Best Use Cases for Small LLMs

Posted by XhoniShollaj@reddit | LocalLLaMA | View on Reddit | 26 comments

Would love to see what the community has been working on and share their experience or use case for small LLMs or VLMs (1b-7b models).

[-]

hagottemnuts@reddit

Download them for the apocalypse so that when WiFi and data goes down, you survive using the small LLM powered by a solar panel, to rebuild civilization.

[-]

FineCradle@reddit

Looking at these applications make me question the need for small models

[-]

OnyxOrator@reddit

Summarization, grammar correction, writing style changes and formatting, basic code completion

[-]

I actually tried to use it as a spelling and grammar checker with llama 1B, I was hoping that for something so simple there wouldn't be much difference between models, but after some tests it worked noticeably worse than with 70B. I wouldn't trust it enough not to monitor it closely.

[-]

Apart_Boat9666@reddit

To be honest, you can rewrite code with minor changes, add comments, and organize code.

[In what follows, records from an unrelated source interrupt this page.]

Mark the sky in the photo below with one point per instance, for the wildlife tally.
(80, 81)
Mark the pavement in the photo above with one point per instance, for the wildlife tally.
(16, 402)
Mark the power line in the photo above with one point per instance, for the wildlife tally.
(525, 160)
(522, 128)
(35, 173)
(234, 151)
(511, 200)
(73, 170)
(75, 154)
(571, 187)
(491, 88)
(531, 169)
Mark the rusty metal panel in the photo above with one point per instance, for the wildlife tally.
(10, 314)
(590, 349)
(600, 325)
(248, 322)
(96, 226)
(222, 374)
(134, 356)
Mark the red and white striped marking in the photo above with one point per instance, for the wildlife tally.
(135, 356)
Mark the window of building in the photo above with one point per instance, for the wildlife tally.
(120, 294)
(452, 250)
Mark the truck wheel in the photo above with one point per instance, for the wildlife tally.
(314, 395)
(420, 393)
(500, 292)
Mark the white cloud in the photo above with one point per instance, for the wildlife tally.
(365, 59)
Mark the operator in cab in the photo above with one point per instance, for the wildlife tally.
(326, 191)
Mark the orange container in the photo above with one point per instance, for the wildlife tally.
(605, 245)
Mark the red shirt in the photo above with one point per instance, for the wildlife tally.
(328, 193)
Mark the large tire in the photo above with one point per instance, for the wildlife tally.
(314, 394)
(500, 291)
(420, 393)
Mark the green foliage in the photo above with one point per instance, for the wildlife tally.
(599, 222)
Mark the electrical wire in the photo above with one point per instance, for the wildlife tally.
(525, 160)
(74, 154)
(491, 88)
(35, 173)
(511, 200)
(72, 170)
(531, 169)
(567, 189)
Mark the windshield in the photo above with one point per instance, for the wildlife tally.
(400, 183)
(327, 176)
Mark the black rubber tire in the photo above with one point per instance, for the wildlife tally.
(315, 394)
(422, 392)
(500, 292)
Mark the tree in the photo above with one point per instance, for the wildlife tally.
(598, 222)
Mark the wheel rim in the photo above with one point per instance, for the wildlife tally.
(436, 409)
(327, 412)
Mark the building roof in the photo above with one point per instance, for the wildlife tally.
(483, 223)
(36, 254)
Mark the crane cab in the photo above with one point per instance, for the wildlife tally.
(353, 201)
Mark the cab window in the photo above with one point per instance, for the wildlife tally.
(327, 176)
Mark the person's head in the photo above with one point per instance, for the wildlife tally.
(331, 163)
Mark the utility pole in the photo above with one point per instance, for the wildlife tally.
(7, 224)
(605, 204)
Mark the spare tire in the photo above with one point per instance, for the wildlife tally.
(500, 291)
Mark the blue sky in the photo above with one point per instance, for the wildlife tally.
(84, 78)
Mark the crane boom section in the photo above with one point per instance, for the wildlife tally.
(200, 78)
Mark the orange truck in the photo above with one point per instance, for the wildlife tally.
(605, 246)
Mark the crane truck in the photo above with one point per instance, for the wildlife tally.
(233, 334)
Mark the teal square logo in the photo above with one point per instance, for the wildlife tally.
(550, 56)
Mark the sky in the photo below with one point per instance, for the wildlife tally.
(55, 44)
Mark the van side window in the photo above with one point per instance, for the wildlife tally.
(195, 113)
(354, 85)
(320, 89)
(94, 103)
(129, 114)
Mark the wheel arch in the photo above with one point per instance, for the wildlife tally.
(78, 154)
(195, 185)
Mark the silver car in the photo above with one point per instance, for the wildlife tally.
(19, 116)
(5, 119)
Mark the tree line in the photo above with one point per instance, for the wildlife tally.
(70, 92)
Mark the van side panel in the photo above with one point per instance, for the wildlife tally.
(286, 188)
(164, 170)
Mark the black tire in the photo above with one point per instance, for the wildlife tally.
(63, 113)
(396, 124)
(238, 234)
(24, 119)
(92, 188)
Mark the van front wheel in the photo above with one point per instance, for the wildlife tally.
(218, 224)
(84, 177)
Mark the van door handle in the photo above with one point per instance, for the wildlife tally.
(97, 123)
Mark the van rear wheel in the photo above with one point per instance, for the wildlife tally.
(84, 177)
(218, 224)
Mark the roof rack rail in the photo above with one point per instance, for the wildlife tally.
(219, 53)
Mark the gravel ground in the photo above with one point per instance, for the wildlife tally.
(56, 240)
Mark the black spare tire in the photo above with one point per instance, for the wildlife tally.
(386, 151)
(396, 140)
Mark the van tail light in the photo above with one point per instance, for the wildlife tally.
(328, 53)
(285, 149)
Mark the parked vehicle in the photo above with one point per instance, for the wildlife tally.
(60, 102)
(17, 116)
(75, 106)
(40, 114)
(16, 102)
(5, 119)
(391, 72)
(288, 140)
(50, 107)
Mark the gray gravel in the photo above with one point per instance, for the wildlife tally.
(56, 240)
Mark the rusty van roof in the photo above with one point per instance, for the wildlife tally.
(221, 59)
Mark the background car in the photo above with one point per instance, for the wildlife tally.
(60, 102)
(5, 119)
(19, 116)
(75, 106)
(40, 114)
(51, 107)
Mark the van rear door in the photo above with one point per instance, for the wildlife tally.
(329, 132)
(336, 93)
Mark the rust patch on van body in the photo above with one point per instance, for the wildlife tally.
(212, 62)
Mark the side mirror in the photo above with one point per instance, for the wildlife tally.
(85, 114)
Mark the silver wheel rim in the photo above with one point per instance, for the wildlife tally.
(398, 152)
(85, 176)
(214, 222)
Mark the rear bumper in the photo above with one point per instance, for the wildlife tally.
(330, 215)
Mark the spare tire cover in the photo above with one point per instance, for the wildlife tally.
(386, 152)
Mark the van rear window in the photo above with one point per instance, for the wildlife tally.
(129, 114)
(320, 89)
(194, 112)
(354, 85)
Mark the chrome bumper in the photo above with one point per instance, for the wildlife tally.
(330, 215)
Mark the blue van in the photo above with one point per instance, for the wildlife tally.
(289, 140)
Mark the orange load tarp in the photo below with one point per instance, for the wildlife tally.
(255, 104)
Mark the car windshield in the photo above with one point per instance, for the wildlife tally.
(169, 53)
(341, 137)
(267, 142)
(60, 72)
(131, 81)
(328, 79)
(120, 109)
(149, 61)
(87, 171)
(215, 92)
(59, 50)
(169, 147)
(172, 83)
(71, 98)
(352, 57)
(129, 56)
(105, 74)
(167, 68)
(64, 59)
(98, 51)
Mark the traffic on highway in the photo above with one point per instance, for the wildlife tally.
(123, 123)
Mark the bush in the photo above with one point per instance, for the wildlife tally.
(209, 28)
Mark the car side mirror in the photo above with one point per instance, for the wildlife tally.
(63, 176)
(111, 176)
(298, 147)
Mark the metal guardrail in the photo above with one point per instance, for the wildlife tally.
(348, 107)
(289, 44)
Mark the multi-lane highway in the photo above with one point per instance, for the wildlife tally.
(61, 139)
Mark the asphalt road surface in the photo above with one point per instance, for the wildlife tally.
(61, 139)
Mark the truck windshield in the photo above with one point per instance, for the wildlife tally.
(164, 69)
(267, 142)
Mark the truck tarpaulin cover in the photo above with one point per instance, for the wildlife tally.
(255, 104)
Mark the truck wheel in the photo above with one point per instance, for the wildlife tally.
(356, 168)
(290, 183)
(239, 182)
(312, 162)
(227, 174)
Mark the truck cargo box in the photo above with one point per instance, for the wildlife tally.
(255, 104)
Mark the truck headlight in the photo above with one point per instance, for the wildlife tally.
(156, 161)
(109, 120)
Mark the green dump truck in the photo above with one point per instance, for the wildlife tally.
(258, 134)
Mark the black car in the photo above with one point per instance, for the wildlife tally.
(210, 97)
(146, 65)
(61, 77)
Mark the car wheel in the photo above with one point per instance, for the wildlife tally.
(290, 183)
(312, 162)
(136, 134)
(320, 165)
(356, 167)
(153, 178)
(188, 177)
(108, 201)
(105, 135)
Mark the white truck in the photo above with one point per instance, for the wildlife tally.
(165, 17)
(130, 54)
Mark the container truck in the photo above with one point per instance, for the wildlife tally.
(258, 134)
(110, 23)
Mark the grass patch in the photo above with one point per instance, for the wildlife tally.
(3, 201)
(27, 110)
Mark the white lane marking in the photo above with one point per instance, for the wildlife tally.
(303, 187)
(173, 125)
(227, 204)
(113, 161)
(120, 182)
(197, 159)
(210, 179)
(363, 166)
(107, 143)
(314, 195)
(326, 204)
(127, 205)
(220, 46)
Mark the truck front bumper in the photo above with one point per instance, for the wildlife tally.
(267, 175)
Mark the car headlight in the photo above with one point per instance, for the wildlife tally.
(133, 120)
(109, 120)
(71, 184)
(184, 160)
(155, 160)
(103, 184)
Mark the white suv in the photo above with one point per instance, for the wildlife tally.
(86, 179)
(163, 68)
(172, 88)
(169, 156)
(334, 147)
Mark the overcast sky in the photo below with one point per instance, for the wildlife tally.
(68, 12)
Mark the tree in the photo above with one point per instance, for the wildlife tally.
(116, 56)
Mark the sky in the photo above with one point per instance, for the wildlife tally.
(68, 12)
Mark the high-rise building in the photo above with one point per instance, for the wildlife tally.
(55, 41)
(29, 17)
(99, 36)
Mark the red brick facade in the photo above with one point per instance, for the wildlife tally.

In a small context like a function, they work absolutely fine. Using the qwen model, they seem to be really great at it.

[-]

XhoniShollaj@reddit (OP)

Thank you for the input!

[-]

brotie@reddit

Tasks in general. No reason to call openai to ask it to summarize the name of a chat for the sidebar, generate an optimal search query to pass to a rag function or basic tts etc cut out the latency and pay nothing

[-]

yukiarimo@reddit

Not the model size matter, but its user

[-]

Temp_Placeholder@reddit

Rewriting (everyone else's) reddit posts so they have better grammar and aren't full of asshole.

[-]

Derefringence@reddit

Email rewriting, translation, spell checking, simple data organization

[-]

dreamfoilcreations@reddit

I've created a app for data extraction / validation of large amount of files, it can extract information that might be hard using parsers because the content of the files isn't well structured. (using 7b model).

[-]

Namarrus@reddit

Which RAG approach do you use and how does your Similarity Search find exactly the right content with such a large number of texts?

[-]

dreamfoilcreations@reddit

The files I use fit the context, but for long files, I process in chunks. Usually, the information is close.

[-]

GTHell@reddit

I can extract NER, detect language and sentiment with a 0.5b model into a JSON structure format.

That’s the best use cases for me so far as I dont need to fine tune BERT and it work on multilingual language.

I was using Qwen2.5 0.5b instruct by the way.

[-]

_donau_@reddit

Converting weird dates to iso format when dateparser couldn't handle the heat

[-]

synw_@reddit

Onboarding colleagues with no gpu in local ai with 0.5 to 3b models that work even on an old potato laptop.

We now have many small models that can be efficient in an area or another, which was not the case like 6 month ago. I use different models depending on the task: summarization, translation, chat with documentation or article, code gen

[-]

msbeaute00000001@reddit

What size of model are you using for translation and code gen?

[-]

synw_@reddit

Code: Qwen coder 2.5 in 3b or 1.5b for the speed
Translation: it depends on the language: Granite 3 2b for english to french, Qwen 3b for russian or chinese to english

These can run in a no gpu environment. Like everyone here I use bigger ones on my gpu for more complex code tasks or precise translations, but I tend to use the small ones more and more for their speed, playing nice in my everyday workflow

[-]

ThinkExtension2328@reddit

It’s not the size that counts but how you use it

[-]

XhoniShollaj@reddit (OP)

Lol fair observation 🤣

[-]

matt23458798@reddit

Many different use cases, specifically simple daily tasks

[-]

XhoniShollaj@reddit (OP)

Care to elaborate? Curious how you apply them, and if they reliable enough for your use case.